SARP COMMODITY SUBSIDIARY, LTD. INVESTMENT ADVISORY AGREEMENT
EXHIBIT (d)(30)
SARP COMMODITY SUBSIDIARY, LTD.
AGREEMENT made this 1st day of August, 2018 between SARP Commodity Subsidiary, Ltd., a Cayman Islands exempted company (the “Fund”) and Xxxxx Xxxxx Management, a Massachusetts business trust (“Xxxxx Xxxxx”).

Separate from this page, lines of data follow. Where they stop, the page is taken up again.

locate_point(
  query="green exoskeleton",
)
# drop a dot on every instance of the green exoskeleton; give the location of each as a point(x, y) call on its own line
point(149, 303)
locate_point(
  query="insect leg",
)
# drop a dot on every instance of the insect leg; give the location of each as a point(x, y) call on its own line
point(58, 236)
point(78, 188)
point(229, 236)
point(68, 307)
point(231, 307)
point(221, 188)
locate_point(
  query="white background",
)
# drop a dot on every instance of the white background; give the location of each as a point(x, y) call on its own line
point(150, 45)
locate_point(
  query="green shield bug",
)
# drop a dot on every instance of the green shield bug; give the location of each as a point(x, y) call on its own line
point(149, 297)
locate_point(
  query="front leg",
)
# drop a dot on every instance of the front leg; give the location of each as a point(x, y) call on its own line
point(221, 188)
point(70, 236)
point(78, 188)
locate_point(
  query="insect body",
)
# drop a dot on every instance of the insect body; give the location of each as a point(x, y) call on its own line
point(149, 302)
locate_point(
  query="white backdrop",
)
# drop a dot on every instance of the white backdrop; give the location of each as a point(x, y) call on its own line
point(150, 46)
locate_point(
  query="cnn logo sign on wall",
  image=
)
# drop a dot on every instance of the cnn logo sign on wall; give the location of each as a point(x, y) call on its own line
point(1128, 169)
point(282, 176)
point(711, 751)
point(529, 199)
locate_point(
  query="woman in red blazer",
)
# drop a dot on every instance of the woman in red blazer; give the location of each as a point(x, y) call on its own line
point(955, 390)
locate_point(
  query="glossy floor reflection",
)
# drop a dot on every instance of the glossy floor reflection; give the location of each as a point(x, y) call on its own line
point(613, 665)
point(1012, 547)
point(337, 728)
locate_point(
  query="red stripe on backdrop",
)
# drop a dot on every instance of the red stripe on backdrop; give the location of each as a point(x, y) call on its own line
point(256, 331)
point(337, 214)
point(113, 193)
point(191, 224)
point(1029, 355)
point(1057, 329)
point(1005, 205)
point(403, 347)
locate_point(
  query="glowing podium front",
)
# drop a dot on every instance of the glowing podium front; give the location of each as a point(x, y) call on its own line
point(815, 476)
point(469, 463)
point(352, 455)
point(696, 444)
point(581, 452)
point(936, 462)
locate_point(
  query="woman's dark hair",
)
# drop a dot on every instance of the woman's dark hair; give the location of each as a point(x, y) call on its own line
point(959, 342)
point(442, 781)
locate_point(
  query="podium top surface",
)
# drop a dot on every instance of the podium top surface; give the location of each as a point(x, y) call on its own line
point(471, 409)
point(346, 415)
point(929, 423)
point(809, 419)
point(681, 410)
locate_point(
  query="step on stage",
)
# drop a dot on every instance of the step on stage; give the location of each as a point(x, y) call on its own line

WHEREAS, the Fund has been organized as a wholly owned subsidiary of Parametric Research Affiliates Systematic Alternative Risk Premia Fund (“Parent Company”), a series of Xxxxx Xxxxx Growth Trust in order to effect certain investments on behalf of the Parent Company consistent with the Parent Company’s investment objective and policies specified in its prospectus and statement of additional information (as may be amended from time to time) (“Prospectus”); and
WHEREAS, the Fund is authorized to issue shares of the Fund; and
WHEREAS, Xxxxx Xxxxx is registered as an investment adviser under the Investment Advisers Act of 1940, as amended (“Advisers Act”); and
WHEREAS, Xxxxx Xxxxx is relying on Commodity Futures Trading Commission rule 4.13(a)(4). Thus, with respect to its provision of commodity trading advice to the Fund, Xxxxx Xxxxx is exempt from the requirements applicable to a commodity trading advisor; and
WHEREAS, the Fund wishes to retain Xxxxx Xxxxx to render investment advisory services to the Fund, and Xxxxx Xxxxx is willing to furnish such services to the Fund.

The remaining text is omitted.